The University of California, Berkeley, police officer was sitting in on a meeting with a man named Phillip Garrido, who wanted to hold an event on campus, and Lisa Campbell, special events manager for the university police. Garrido brought along two young girls, introducing them as his daughters.
Jacobs' and Campbell's intuition, authorities said, led to the arrest of Garrido, a registered sex offender who along with his wife, Nancy, now faces 29 felony charges in connection with the 1991 kidnapping of Jaycee Dugard, who was then 11. Both have pleaded not guilty.
Police have said Garrido kept Dugard in a series of sheds in his backyard for 18 years, fathering two children with her -- the 11- and 15-year-old girls he brought with him to the meeting.
In a Friday interview with CNN's "AC360," Campbell said Garrido had approached her August 24 with the two girls in tow, asking about holding his event. She had another commitment, so she asked him to return the following day.
"He was clearly animated, he was very passionate, he was full of life about the things he wanted to talk about," Campbell said. "The girls sort of were recessed in the background. And they were young. It was one o'clock in the afternoon. They weren't in school. They were pretty much unresponsive emotionally, extremely pale ... there was just something about the girls that wasn't right."
She thought the encounter was strange enough to run a background check on Garrido, which revealed that he was on parole after a rape conviction and was a registered sex offender. Campbell asked Jacobs to sit in on the meeting the next day.
Jacobs said she began talking to the girls, trying to engage them in conversation. Checking for any abuse, she asked one girl about a bump on her eye, and the girl told her it was a birth defect, she said.
"They both said that they were home schooled," Jacobs said. "And when I asked about that, they said that the mom and the dad both home schooled them. And then they mentioned an older sister."
"The youngest girl was across from me," Jacobs said. "And she was very intently staring at me and smiling in a very eerie way.

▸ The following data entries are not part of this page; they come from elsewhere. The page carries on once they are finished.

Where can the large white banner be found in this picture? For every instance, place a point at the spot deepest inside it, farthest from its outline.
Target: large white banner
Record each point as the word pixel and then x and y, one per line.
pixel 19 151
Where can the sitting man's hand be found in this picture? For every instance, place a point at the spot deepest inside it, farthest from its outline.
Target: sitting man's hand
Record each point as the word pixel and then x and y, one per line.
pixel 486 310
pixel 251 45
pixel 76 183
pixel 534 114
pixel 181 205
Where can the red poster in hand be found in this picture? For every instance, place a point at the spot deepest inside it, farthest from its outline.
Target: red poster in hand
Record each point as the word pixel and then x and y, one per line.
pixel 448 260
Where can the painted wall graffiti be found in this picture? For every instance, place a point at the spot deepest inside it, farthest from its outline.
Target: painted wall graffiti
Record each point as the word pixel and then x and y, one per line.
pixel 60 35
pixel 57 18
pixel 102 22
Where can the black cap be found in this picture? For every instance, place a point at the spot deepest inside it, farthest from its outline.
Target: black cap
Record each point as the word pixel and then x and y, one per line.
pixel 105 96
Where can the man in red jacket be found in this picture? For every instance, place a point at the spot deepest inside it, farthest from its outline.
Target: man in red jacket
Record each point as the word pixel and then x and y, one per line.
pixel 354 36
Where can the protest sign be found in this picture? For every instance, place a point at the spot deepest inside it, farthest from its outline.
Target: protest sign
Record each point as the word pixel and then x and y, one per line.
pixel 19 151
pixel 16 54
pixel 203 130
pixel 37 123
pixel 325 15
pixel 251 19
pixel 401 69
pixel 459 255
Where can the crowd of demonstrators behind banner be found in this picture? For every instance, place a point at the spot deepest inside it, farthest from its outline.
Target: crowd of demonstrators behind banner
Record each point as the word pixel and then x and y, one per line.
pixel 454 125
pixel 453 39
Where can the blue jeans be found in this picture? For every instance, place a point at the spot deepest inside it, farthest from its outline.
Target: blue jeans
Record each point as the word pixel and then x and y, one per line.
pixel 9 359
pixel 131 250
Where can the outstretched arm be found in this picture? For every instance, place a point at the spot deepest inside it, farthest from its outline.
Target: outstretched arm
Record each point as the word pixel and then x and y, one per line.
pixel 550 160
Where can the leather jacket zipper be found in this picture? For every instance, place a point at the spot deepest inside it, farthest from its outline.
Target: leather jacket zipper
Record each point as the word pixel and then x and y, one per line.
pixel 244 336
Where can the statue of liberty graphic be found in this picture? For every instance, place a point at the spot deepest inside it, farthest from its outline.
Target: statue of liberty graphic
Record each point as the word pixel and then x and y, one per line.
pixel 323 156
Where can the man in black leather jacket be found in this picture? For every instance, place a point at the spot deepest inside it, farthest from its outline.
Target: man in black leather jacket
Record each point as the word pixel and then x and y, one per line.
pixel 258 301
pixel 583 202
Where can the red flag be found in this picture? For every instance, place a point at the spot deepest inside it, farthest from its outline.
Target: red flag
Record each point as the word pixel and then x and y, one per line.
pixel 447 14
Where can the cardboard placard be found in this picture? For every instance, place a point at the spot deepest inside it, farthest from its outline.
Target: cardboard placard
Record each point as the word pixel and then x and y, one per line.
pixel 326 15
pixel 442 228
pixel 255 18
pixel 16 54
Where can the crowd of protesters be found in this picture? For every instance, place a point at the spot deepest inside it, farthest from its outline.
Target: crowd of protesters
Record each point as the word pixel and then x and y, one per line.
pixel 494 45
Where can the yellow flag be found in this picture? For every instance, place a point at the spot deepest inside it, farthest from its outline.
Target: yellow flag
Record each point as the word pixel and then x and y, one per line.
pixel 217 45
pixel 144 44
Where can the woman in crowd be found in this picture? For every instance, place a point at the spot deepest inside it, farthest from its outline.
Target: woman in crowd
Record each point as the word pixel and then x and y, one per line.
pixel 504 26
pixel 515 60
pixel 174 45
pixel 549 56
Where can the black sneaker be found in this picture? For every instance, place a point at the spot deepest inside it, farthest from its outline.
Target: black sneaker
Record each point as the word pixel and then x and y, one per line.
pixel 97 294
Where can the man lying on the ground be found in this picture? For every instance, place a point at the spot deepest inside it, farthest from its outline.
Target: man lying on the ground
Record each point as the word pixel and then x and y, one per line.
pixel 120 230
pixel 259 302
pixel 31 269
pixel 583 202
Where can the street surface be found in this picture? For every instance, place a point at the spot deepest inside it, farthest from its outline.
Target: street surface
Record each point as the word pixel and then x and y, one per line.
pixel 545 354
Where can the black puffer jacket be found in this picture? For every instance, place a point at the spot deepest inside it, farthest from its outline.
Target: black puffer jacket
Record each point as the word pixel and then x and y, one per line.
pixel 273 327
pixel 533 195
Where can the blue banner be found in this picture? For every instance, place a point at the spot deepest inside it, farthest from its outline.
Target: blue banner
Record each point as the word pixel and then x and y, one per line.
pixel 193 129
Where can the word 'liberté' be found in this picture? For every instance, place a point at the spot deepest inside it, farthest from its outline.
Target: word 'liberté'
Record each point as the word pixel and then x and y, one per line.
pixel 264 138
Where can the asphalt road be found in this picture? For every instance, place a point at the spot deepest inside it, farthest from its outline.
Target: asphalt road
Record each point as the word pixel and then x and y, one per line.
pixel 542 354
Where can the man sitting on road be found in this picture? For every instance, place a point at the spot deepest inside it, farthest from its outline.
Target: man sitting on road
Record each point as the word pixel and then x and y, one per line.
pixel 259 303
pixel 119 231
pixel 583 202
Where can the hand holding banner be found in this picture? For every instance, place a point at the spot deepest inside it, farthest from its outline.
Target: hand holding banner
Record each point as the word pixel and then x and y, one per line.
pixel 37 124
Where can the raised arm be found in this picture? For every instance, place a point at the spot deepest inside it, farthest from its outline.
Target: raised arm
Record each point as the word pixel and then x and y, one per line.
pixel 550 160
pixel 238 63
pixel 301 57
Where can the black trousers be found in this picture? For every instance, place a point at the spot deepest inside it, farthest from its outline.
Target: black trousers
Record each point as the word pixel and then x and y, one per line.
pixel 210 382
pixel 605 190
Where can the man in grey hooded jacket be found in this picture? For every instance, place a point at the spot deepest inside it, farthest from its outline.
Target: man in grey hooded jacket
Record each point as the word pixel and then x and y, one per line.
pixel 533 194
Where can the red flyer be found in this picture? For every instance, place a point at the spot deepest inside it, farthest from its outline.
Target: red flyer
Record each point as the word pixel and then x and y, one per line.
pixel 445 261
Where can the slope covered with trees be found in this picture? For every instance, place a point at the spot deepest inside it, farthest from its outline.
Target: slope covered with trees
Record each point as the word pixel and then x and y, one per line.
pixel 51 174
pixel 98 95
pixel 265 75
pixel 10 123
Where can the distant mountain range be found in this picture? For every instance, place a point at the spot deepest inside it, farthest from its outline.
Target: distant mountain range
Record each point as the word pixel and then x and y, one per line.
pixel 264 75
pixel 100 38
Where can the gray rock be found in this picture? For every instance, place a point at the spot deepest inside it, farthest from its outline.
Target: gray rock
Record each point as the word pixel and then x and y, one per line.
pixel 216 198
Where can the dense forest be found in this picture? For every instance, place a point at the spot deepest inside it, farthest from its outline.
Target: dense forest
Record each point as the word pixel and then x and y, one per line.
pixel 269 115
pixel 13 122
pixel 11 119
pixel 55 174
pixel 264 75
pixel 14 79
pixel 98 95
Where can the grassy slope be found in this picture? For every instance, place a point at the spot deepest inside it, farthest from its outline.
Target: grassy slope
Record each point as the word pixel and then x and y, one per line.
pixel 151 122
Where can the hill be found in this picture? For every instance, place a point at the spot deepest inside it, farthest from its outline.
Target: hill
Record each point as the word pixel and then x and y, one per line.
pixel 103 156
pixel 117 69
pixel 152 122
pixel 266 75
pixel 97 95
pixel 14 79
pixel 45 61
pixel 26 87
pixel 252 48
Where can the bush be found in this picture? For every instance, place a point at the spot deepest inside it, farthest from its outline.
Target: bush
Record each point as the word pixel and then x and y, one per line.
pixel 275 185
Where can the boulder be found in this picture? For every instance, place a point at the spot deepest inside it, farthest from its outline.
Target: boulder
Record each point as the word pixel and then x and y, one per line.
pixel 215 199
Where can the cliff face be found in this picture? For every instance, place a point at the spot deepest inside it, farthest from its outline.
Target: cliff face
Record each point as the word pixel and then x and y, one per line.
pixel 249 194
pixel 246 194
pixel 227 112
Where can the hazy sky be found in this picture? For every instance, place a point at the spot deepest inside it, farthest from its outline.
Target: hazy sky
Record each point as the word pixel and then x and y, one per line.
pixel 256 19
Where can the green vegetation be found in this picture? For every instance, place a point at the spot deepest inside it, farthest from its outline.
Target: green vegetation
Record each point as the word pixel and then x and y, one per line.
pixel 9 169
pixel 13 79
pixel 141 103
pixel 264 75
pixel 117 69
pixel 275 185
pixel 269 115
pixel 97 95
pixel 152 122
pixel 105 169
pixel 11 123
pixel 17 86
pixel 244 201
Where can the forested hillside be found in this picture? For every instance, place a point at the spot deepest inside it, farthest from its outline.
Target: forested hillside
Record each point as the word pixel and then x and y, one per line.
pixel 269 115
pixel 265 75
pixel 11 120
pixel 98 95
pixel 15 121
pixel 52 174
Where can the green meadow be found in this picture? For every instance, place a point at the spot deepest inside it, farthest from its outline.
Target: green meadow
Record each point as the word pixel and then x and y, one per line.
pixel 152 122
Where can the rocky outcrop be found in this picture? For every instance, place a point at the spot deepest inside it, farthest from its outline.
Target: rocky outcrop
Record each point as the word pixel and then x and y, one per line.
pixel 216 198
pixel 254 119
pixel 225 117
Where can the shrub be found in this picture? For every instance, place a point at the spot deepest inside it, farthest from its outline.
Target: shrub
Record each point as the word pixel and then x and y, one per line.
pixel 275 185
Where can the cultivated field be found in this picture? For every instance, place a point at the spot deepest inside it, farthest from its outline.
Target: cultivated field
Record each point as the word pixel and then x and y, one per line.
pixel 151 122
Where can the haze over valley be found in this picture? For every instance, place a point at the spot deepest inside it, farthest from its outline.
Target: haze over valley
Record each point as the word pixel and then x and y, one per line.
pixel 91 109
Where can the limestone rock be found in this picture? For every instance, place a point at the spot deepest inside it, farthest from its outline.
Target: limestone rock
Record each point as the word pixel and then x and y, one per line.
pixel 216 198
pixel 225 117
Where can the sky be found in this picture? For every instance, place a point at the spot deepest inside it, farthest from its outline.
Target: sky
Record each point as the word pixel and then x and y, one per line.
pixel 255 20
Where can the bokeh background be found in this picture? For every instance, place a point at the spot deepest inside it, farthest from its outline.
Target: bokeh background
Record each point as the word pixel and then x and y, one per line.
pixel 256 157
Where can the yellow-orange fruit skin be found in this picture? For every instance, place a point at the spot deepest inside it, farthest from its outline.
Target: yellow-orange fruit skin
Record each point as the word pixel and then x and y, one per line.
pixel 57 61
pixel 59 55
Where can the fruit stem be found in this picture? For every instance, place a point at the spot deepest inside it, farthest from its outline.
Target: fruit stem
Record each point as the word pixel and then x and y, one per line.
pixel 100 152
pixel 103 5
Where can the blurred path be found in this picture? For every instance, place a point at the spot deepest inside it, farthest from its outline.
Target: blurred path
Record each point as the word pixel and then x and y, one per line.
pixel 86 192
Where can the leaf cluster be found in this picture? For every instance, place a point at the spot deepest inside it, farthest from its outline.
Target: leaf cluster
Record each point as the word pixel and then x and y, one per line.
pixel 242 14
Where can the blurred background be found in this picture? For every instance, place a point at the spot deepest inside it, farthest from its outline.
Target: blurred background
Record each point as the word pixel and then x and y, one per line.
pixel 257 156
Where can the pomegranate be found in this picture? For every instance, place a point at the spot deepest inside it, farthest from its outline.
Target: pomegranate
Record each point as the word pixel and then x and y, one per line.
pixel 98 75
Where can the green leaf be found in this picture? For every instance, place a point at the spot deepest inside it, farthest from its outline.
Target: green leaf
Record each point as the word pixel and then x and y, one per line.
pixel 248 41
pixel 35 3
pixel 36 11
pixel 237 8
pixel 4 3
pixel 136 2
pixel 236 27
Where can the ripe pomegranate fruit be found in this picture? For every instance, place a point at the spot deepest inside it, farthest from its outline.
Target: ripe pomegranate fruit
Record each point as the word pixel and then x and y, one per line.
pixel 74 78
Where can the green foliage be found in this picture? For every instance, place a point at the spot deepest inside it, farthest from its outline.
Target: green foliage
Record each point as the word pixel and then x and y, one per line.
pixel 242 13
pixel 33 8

The older daughter was looking at Mr. Garrido, and not looking at us, not making eye contact with us. And her eyes were darting around at the ceiling, and [she] would give really quick, clipped one-word answers and would glance at us and back up at him."
She said, "My police intuition was kicking in, but I would say it's more of a mother's intuition. I was worried for these little girls. I knew something wasn't right. I could kind of see it in their eyes, although I really didn't know what it was. And just being the protective mom that I am, my reaction was to try and do what I could to help them."
Jacobs called Garrido's parole officer to tell him about the meeting. "And he stopped me dead in my tracks," she said. "And he said, 'He doesn't have daughters.' And that's when my heart kind of sunk down into my stomach. And I said, 'Well, he introduced them as his daughters. They had his blue eyes. They were calling him "Dad." They even mentioned an older sister at home. So I had no reason to believe that they were anything but his daughters.' "
The parole officer called Garrido in for a meeting Wednesday. He attended, along with his wife, the two girls and another woman named Allissa, police have said. "Allissa" was eventually identified as Dugard. Scott Kernan, undersecretary of the California Department of Corrections and Rehabilitation, told reporters Thursday that Garrido admitted abducting Dugard.
"The parole agent called me on my way home from work," Jacobs said Friday. "And he was all excited ... and he said that ... he was involved with a kidnapping case and ... because I called it in, it helped solve this FBI case that was 18 years old."
"We're never going to forget this day," she said. "And I'm glad that Jaycee is safe and working on her road to recovery."
Police acknowledged Friday that someone called 911 in 2006 to report that children appeared to be living in tents in a neighbor's backyard. Contra Costa County Sheriff Warren Rupf told reporters a deputy visited the Garrido home after the call, but did not go in the backyard. "This is not an acceptable outcome," Rupf said.
In a jailhouse interview Thursday with CNN affiliate KCRA, Garrido would not discuss the abduction, but said he had "completely turned" his life around in the past several years.
"You're going to find the most powerful story coming from the witness, from the victim," he promised. "If you take this a step at a time, you're going to fall over backward, and in the end you're going to find the most powerful, heartwarming story."